The cold harsh reality of being a private small business owner is that one day you will no longer be the owner of a business. This builds on your earlier dreams and aspirations. Your business is the most valuable asset you ever had; even more valuable than your home. It represents years of hard work and sacrifice.
At some point, you will make the difficult decision to sell your business. Whether that is a family member or someone from outside the family, the value of your business at that time will have a significant impact on your financial and lifestyle comfort going forward. What you do now will strongly impact that inevitable day.
Whether you plan to sell your business next year or 20 years from now, planning ahead is a critical part of your business process. Developing a plan that will improve revenue, profit, and business value and then sustain those improvements is necessary. Not all plans are considered equal.
There are many things you can do to grow the value of your business. These usually fall into the following two groups:
Organic Growth – this is the growth the business generates for itself through increased performance, productivity, and profitability.

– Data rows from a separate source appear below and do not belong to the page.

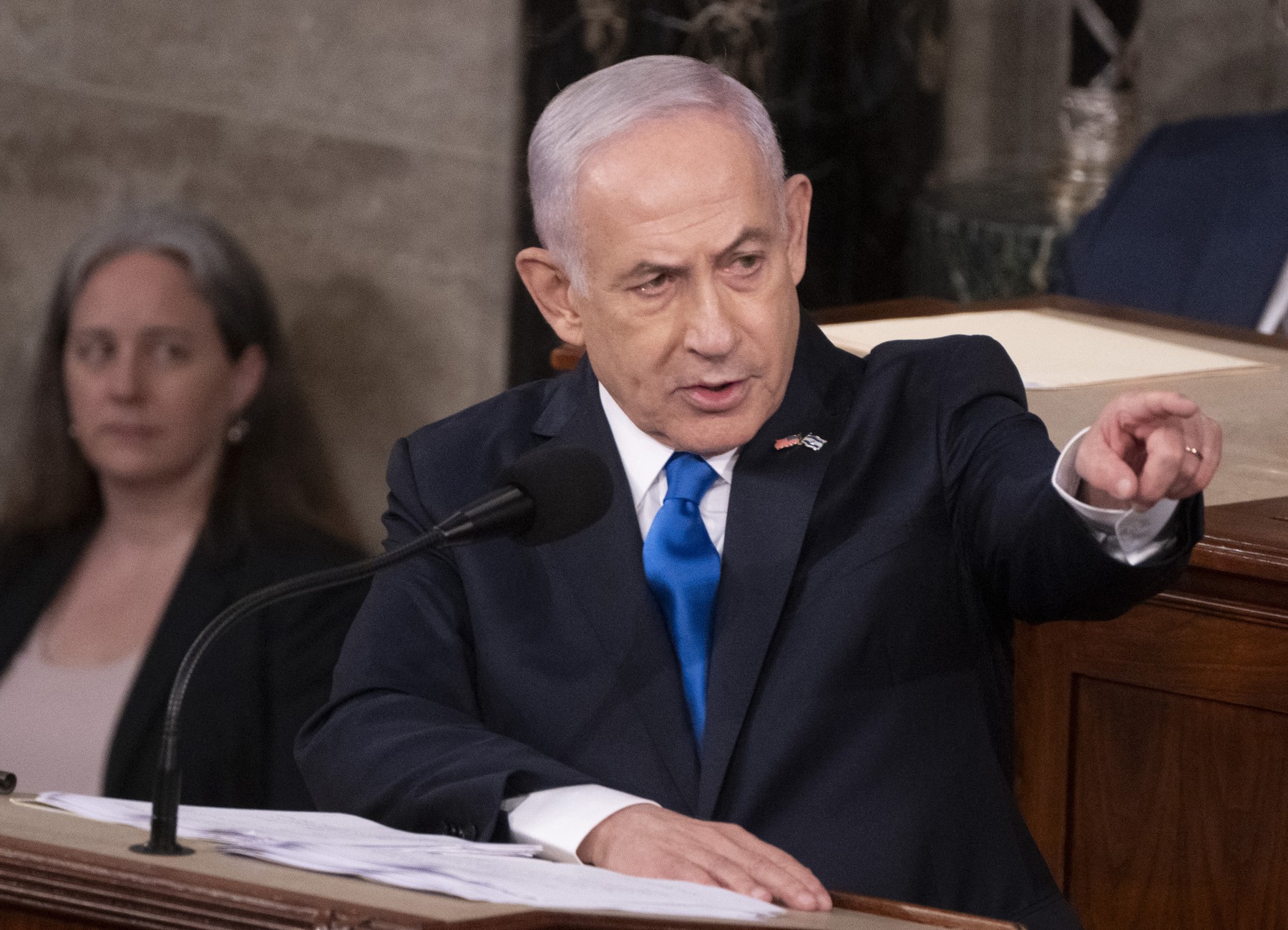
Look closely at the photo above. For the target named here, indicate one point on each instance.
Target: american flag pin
(809, 441)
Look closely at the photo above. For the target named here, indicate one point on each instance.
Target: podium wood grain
(58, 872)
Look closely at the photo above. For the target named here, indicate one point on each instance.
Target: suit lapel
(204, 589)
(769, 509)
(605, 566)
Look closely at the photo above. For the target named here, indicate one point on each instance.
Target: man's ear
(798, 195)
(549, 285)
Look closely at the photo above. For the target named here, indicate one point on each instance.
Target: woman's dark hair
(276, 478)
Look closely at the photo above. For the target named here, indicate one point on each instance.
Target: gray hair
(220, 270)
(612, 101)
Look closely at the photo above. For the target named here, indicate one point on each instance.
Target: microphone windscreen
(570, 487)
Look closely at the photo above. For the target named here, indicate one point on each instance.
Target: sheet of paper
(1050, 352)
(507, 873)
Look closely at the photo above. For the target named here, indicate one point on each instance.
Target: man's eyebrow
(748, 235)
(648, 270)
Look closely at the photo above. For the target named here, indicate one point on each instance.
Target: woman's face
(150, 386)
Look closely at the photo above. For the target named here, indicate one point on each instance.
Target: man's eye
(655, 284)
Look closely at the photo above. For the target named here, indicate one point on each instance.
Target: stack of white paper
(504, 873)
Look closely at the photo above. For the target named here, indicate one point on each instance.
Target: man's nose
(710, 331)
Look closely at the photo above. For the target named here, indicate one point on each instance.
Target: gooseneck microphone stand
(165, 793)
(547, 494)
(497, 510)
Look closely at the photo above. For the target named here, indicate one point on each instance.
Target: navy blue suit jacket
(858, 704)
(1196, 225)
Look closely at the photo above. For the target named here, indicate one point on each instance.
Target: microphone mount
(547, 494)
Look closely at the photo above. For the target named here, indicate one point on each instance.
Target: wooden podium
(64, 872)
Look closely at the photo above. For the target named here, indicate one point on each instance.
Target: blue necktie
(683, 571)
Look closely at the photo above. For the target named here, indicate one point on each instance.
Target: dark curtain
(853, 87)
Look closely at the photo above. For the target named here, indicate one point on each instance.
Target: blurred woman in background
(169, 468)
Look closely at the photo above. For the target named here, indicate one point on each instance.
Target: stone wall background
(362, 151)
(1009, 62)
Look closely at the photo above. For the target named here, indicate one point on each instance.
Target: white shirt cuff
(560, 818)
(1128, 536)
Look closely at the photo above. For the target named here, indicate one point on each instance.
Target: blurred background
(370, 155)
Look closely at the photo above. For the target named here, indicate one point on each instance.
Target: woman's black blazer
(254, 688)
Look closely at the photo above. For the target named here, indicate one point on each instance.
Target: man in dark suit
(1194, 225)
(782, 660)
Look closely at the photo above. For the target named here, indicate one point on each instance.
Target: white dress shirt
(1274, 318)
(560, 818)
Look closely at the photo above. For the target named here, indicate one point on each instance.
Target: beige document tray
(1050, 352)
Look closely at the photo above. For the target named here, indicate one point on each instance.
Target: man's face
(689, 312)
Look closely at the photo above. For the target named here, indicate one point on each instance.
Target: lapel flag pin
(809, 441)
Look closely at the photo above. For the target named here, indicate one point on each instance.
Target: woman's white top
(57, 722)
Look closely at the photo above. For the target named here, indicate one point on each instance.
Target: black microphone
(544, 495)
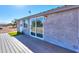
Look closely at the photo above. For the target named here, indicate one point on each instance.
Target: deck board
(10, 44)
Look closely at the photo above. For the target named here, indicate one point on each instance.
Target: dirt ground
(7, 29)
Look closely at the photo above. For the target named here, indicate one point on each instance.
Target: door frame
(35, 29)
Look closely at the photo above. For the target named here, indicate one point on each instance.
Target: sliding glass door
(33, 25)
(37, 27)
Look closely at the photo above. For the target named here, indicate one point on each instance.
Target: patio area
(10, 44)
(27, 44)
(40, 46)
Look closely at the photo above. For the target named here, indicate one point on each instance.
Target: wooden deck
(10, 44)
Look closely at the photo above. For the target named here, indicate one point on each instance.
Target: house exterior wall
(26, 30)
(62, 29)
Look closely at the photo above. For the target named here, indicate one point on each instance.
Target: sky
(11, 12)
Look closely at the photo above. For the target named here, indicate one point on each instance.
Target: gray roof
(56, 10)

Growth by Acquisition – this is the growth the business generates through the purchase of other businesses.
For our purposes, we will focus on organic growth.
In an earlier post, I discussed the structure of your business. I used a modified Venn Diagram to create a business structure of four overlapping circles defining 8 key functions of the business, “At the top are production and production management. The right is marketing and sales, the left is waste management and team development. The bottom is customer service and customer retention.” The focus here was to use one-half to reduce costs and the other to increase revenue. Each part contributing a separate value. Structuring your business with this model is the first step.
Your next step is to know, not think or feel, know the actual performance of your entire business as well as each of these 8 areas. A comprehensive business diagnosis, that includes a valuation, is essential. This isn’t an expensive proposition requiring accountants and financial planners. Simple diagnostics and valuations are available for a nominal cost and they give you the same information the more pricier ones do.
You then want to focus more on each independent circle and its specific contribution to the business. Developing a strategy that, for example, ensures your marketing is delivering a well-defined dollar figure of new first-time business, your customer retention is keeping a well-defined number of existing customers. Your Production or Service Delivery reduces error by an acceptable level and so on. Establishing strong financial performance measures and working toward their accomplishment in each of the four circles (8 areas) is the key next step.
As a part of the strategy, you will need to develop and then use a forward-looking budget that addresses your business holistically and is usable at each level of business performance, from extremely productive to breaking even. While obviously, your focus should be in the middle of those two points, they are always something that you should have awareness of. Part of this strategy is:
- How you manage your accounts receivable. Remember, any payments due you beyond 30-days are essentially a loan to your customer. The longer the loan the less value to your business.
- Your Debt to Income ratio. A quick temperature check that tells you the strength of your business through the eyes of a potential lender.
- Your business security accounts. This is your cash balance. Savings, checking, both are necessary accounts for the security of your business.
- Your cash flow. For most small businesses I recommend enough cash coming in and going out each month to at least pay your monthly bills AND make the necessary deposits to your security accounts.
- The current rate of growth or erosion of your business as reflected through the value of your customers. In other words, while we know how valuable your customers are, we need to be able to assign a specific value in order to plan for and project growth; or stop erosion.
- The current and period to date performance of each of the 8 areas of your business. It is important to remember that you cannot sell more to make more and sustain or improve the long-term value of your business. The ENTIRE BUSINESS must be healthy and performing well.
Yes, these steps take time and effort. They take a little bit of work. With the right systems in place, it could take you anywhere from 2-3 hours a month to accomplish everything I mentioned above. A very small amount of time for one of the largest investments of your life both now and for after you leave your business.